57 Kota Indonesia Catat Inflasi Mencapai 0,14 Persen pada November 2019, Komoditas Ini Penyebabnya

TrubusNews
Binsar Marulitua
02 Des 2019   17:15 WIB

Komentar
57 Kota Indonesia Catat Inflasi Mencapai 0,14 Persen pada November 2019, Komoditas Ini Penyebabnya

ilustrasi. Bawang Merah menjadi salah satu komoditas penyebab inflasi pada November 2019 yang mencapai 57 kota pada November 2019. (Foto : Istimewa)

Trubus.id -- Badan Pusat Statistik (BPS) mencatat, 57 kota di Indonesia mengalami inflasi pada November 2019 secara keseluruhan sebesar 0,14 persen dengan Indeks Harga Konsumen (IHK) sebesar 138,60 Sedangkan secara tahunan (yoy) angka inflasi mencapai 3 persen dan inflasi tahun kalender (sepanjang Januari-November) 2019 mencapai 2,37 persen.

"Inflasi tertinggi terjadi di Manado sebesar 3,30 persen dengan IHK sebesar 140,99 dan terendah terjadi di Malang sebesar 0,01 persen dengan IHK sebesar 136,92," jelas jelas Suhariyanto di Kantor BPS, Jakarta, Senin (2/12/2019). 

Suhariyanto menjelaskan, secara bulanan, inflasi November ini naik dibandingkan Oktober yang mencapai 0,02 persen. Namun secara tahunan inflasi November lebih rendah dibandingkan Oktober yang mencapai 3,13 persen. 

Baca Lainnya : Pedasnya Cabai Kerek Inflasi Agustus 2019 Sebesar 0,12 Persen

Inflasi bulan Oktober, utamanya karena kenaikan harga pada kelompok makanan.  Biasanya angka inflasi November akan naik karena permintaan masyarakat meningkat. 

"Bulan depan, angka inflasi diperkirakan naik naik lagi karena adanya perayaan hari Natal dan tahun baru," jelas Suhariyanto di Kantor BPS, Jakarta.

Jika dilihat dari sisi komponen inflasi sepanjang November, lanjut Suhariyanto, penyebabnya adalah kenaikan harga barang bergejolak. Andil kelompok bahan makanan sumbang 0,07 persen terhadap inflasi November.
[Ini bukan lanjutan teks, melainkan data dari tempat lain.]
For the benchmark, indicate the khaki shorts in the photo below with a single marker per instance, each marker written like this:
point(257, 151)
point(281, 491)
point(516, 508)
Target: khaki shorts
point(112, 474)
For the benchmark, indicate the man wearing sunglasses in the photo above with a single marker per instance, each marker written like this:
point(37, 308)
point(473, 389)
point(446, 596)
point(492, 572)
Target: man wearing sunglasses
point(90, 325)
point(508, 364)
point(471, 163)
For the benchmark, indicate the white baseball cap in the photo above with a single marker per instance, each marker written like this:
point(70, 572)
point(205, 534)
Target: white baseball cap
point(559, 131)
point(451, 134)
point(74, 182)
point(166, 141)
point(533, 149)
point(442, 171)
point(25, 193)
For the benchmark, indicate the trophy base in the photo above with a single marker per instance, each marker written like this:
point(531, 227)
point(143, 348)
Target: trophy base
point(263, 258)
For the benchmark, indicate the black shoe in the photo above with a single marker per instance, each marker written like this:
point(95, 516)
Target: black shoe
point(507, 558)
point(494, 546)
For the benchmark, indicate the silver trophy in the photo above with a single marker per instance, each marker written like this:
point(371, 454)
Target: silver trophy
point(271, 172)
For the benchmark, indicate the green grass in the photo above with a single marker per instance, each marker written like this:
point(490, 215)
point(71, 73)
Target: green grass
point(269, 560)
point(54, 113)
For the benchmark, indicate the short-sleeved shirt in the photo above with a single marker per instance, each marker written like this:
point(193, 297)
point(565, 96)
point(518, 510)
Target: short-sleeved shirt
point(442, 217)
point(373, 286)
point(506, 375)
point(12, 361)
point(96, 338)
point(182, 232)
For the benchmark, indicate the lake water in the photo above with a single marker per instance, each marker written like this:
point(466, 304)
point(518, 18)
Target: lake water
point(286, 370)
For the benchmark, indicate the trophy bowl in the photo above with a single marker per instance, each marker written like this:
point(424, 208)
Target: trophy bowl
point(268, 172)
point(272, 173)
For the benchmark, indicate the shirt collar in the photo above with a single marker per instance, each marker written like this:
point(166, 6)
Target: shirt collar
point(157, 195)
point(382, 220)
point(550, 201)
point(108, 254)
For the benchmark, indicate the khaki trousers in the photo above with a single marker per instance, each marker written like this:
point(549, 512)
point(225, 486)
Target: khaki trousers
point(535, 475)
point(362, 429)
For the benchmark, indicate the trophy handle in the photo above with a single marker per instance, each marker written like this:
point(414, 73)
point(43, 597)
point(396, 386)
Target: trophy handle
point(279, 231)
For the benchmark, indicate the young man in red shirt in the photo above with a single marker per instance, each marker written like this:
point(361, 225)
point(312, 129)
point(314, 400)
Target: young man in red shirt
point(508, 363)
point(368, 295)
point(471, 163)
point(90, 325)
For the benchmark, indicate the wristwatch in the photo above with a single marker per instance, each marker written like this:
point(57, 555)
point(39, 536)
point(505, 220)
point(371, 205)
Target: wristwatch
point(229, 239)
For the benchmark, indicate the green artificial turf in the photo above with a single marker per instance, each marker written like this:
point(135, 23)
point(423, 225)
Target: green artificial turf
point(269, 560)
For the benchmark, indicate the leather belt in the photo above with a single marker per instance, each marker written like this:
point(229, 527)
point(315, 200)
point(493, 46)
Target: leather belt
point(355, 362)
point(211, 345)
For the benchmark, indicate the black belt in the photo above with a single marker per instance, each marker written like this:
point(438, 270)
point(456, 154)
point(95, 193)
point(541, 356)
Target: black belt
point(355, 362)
"Penyebab utama kenaikan inflasi karena terdorong harga bawang merah, tomat sayur dan daging ayam ras,"lanjutnya.

Baca Lainnya : Cegah Inflasi, Pemerintah Harus Mewaspadai Tren Kenaikan Harga Cabai

Angka inflasi ini dihambat oleh sejumlah komoditas yang justru mengalami deflasi. Sejumlah komoditas yang mengalami penurunan harga di antaranya adalah cabai merah, ikan segar, cabai rawit dan tarif angkutan udara.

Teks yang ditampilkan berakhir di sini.